Leonora y Adelino formaban un matrimonio como los de antes. Acababan de cumplir ochenta años y habían sentido escalofríos y espanto al soplar las velas de la tarta. Empezaban a sospechar que el mundo se desmoronaba  infatigable a sus espaldas, sin que ellos lo hubieran saboreado todavía. Con poca gloria y sin ningún esplendor. Intuían que a sus corazones les faltaba un halo de belleza y viento fresco y farolillos de colores y embriaguez bajo la luna y paseos febriles entre estanques dorados y pequeñas arboledas junto al mar. En resumen: una dosis de plenitud de la existencia. Deseaban viajar y no les quedaba mucho tiempo. Apenas unos días, si seguían teniendo suerte.

Mientras tanto, el mundo cambiaba a toda velocidad. La Tierra comenzaba a convertirse en un páramo de cenizas blancas.

—Se supone que los viejos tienen que ser felices. 

Esa es una frase que Leonora y Adelino escuchaban a menudo, en verbenas con amigos (y sin amigos), entre churros, manzanillas y pañuelos de seda. Una frase que se perpetuará por los siglos de los siglos, sin sentido alguno. Sin embargo, ellos lo único que anhelaban era viajar a un país exótico. Lo soñaban por las noches.

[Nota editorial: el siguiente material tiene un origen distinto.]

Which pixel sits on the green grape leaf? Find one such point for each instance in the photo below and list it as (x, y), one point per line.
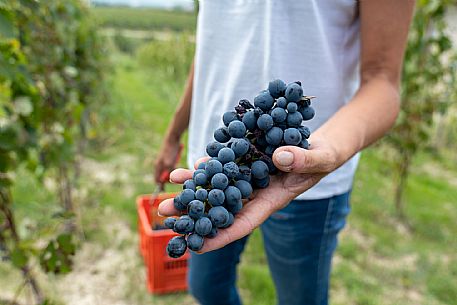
(7, 29)
(18, 258)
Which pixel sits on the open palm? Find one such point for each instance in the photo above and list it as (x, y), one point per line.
(301, 170)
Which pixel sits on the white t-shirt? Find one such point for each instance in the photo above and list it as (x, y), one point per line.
(243, 44)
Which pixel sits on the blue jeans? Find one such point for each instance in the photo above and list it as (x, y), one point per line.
(299, 243)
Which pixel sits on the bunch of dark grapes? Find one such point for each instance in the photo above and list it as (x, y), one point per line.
(240, 162)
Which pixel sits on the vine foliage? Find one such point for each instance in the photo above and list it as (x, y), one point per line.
(51, 79)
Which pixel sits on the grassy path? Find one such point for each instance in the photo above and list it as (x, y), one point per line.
(379, 260)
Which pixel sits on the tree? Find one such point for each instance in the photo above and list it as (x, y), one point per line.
(429, 81)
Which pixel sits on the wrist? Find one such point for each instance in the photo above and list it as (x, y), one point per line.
(338, 152)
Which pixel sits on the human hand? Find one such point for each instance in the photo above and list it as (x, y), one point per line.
(302, 169)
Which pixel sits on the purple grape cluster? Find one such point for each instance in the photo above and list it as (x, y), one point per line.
(240, 162)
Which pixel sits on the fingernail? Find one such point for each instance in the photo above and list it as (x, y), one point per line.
(285, 158)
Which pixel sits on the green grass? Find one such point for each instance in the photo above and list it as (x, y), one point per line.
(144, 18)
(379, 260)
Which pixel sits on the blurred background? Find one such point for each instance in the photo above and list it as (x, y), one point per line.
(86, 92)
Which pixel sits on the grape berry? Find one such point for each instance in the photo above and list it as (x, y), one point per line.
(251, 133)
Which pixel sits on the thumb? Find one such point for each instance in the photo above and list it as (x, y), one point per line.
(298, 160)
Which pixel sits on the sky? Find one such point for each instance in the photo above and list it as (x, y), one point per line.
(154, 3)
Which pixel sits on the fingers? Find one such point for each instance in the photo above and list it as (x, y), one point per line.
(180, 175)
(167, 208)
(249, 218)
(299, 160)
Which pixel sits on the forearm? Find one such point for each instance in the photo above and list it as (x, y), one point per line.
(365, 119)
(180, 120)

Groenlandia, China o Rusia, eran sus destinos favoritos. 

 

Habían llegado hasta los ochenta años arrastrando un sueño incomparable, del que nunca hablaban, por temor a que otra pareja de ancianos se adelantara y viviera sus experiencias por ellos. Les angustiaba pensar en lo que estaba por venir. Y les empezaba a doler la espera. Y como les dolía, se apoyaban cada uno en su bastón de hierro y suspiraban, porque aullar está prohibido y es extraño. Se quedaban un rato así; quietos, medio congelados, con la cabeza apoyada en el mango del bastón, hasta que el ánimo reaparecía y se los llevaba de nuevo por el pasillo.

Aquella era una actitud acostumbrada. Porque en su día, Leonora y Adelino no tuvieron luna de miel. Ni siquiera pudieron salir del pueblo para respirar otros aires más suaves y transparentes. Ya ni se acuerdan del porqué. Es difícil recordarlo. La memoria se encarga de dinamitarlo todo. Querían viajar lejos y salir del pueblo —Villaseñor de Almeida— para evitar convertirse en los típicos ancianos que nunca han visto el mar. Tanto tiempo ahorrando para un viaje. Habían llenado cientos de cajones con billetes de cinco euros. Mejor que en el banco o en una caja fuerte. Los escondites son para los soñadores. 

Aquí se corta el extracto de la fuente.